If you paid money for this book, what you actually paid for was the book's nice printing and binding, and the publisher's associated costs to produce it. We have made an effort to keep these costs reasonable; most people would prefer a bound book to over 330 pages of photo-copied text that would then have to be held in a loose-leaf binder (not to mention the time and labor involved in doing the copying). The same is true of producing this book from the machine readable source; the retail price is only slightly more than the cost per page of printing it on a laser printer.

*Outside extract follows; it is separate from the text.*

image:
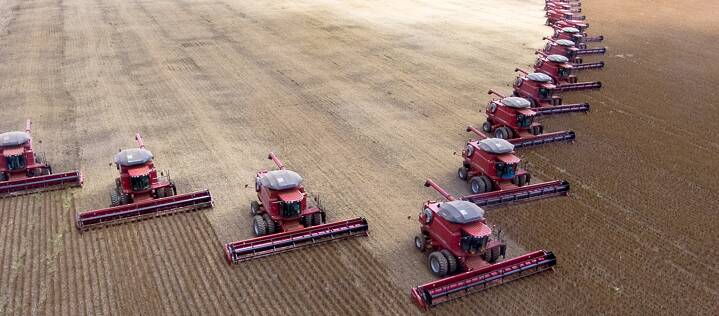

This book itself has gone through several previous, preliminary editions. I started working on a preliminary draft of The GAWK Manual, by Diane Close, Paul Rubin, and Richard Stallman in the fall of 1988. It was around 90 pages long, and barely described the original, "old" version of awk. After substantial revision, the first version of the The GAWK Manual to be released was Edition 0.11 Beta in October of 1989. The manual then underwent more substantial revision for Edition 0.13 of December 1991. David Trueman, Pat Rankin, and Michal Jaegermann contributed sections of the manual for Edition 0.13. That edition was published by the FSF as a bound book early in 1992. Since then there have been several minor revisions, notably Edition 0.14 of November 1992 that was published by the FSF in January of 1993, and Edition 0.16 of August 1993.

Edition 1.0 of Effective AWK Programming represents a significant re-working of The GAWK Manual, with much additional material. The FSF and I agree that I am now the primary author. I also felt that it needed a more descriptive title.

Effective AWK Programming will undoubtedly continue to evolve. An electronic version comes with the gawk distribution from the FSF. If you find an error in this book, please report it! See section Reporting Problems and Bugs, for information on submitting problem reports electronically, or write to me in care of the FSF.